Historical Data Extracts
When using Machine Learning Anomaly Scoring with interval measurements, the measurement data being processed includes enough historical data for the machine learning models to perform the anomaly scoring calculations, but when using Machine Learning Anomaly Scoring with scalar measurements, there is a chance that the models will not have access to sufficient historical data to perform those calculations.
In this case, you can extract historical data to supplement the cache of historical data used in the anomaly scoring calculations. This process supports extracts of both interval and scalar data.
Required Configuration
Extracting historical data requires that the Enable ML-Based Validation flag be set yo "YES" for all measuring component type for which data is to extracted.
Batch Controls
Extract of data and creation of extract files is performed by the Initial Extract for ML Cache (D1-INIML) batch process.
This batch process uses the following parameters:
- Start Date/Time: The start date and time of the data extract
- Number of Days: The number of days to extract (the process creates a separate file for each day)
- Interval/Scalar: Flag indicating which type of data to extract, interval (D1IN) or scalar (D1SC)
- File Path: The file path to where the process will post the file so that it can be ingested into the historical data cache used by the machine learning models. Refer to Referencing URIs (LINK) in the user documentation for more details.
- File Limit: The number of initial measurements to be included in the file (default is 10,000)
This process extracts data for ALL measuring components where the Enable ML-Based Validation flag on the Measuring Component Type is set yo "YES".
File Creation and Naming
Because this process can potentially create very large extract files, the files are created with a controllable sizes.
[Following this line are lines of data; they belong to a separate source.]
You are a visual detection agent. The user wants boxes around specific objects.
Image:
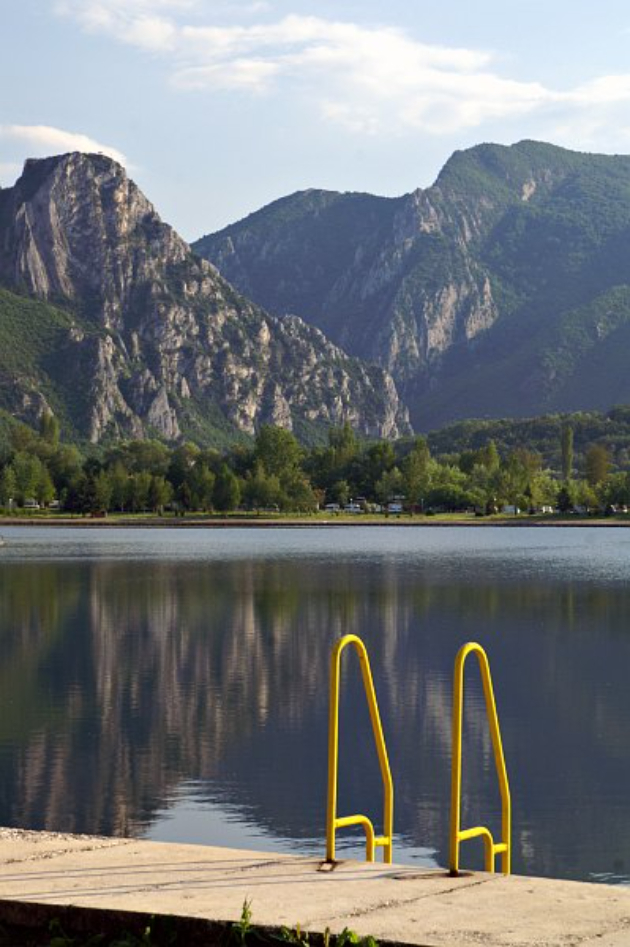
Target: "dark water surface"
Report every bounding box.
[0,527,630,881]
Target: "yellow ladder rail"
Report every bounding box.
[326,635,394,864]
[449,641,512,875]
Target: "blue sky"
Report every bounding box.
[0,0,630,240]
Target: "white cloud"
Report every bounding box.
[0,125,127,165]
[50,0,630,141]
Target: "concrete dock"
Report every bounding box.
[0,829,630,947]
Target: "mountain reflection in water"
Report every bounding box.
[0,529,630,881]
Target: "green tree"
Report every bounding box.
[39,410,59,447]
[149,476,174,514]
[557,480,575,513]
[584,444,610,487]
[243,463,282,510]
[560,424,573,480]
[477,440,501,473]
[0,464,17,506]
[375,467,405,503]
[35,464,55,506]
[254,424,302,477]
[129,470,151,513]
[214,464,241,513]
[401,437,431,509]
[93,470,114,512]
[109,461,130,513]
[327,480,350,506]
[11,451,43,505]
[186,461,216,510]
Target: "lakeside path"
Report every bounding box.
[0,515,630,528]
[0,829,630,947]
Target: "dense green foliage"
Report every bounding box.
[0,407,630,515]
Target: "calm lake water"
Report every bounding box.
[0,527,630,882]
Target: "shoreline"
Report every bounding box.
[0,516,630,529]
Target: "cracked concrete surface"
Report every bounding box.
[0,829,630,947]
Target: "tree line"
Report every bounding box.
[0,414,630,515]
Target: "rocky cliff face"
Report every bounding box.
[198,142,630,429]
[0,154,409,441]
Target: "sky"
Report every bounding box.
[0,0,630,240]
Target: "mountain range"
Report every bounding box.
[0,153,410,445]
[0,141,630,446]
[198,141,630,431]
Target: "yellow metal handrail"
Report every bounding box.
[449,641,512,875]
[326,635,394,864]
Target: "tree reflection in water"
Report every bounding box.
[0,536,630,878]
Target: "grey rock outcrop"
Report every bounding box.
[193,141,630,430]
[0,154,409,441]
Data is extracted in the Adapter Development Kit Native Format, and each file will only contain initial measurements for a single day, and for a default of 10,000 initial measurements. The logic for creating files differs slightly between interval and scalar data:
- Scalar: Each measurement is an initial measurement. For the common scenario there will be one initial measurement per day. However, some customers get scalar data more often per day or some measuring components may have adhoc reading (field or on demand read command based). For those less common scenarios there may be many initial measurements for a single measuring component for a single day.
- Interval: Files contain and initial measurement for each calendar day. Since each initial measurement can contain a variable number of measurements, there will only ever be one initial measurement per measuring component per day.
Extract files are named based on the following syntax:
pre-vee-init-<channel type>-<date being extracted>-<thread number>-<file number>-<batch run>.xml.gz.
where:
- <channel type> is the type of data to extract: interval (D1IN) or scalar (D1SC)
- <date being extracted> is the date for the data being extracted, in YYYYMMDDHH24MISS format YYYY = year, MM = month, DD = day, HH= hour, MI= minute, SS = second)
- <thread number> is the thread number that created the file
- <file number>: is the number of the file, in cases where multiple files are created from same batch process run
- <batch run> is the batch number for the process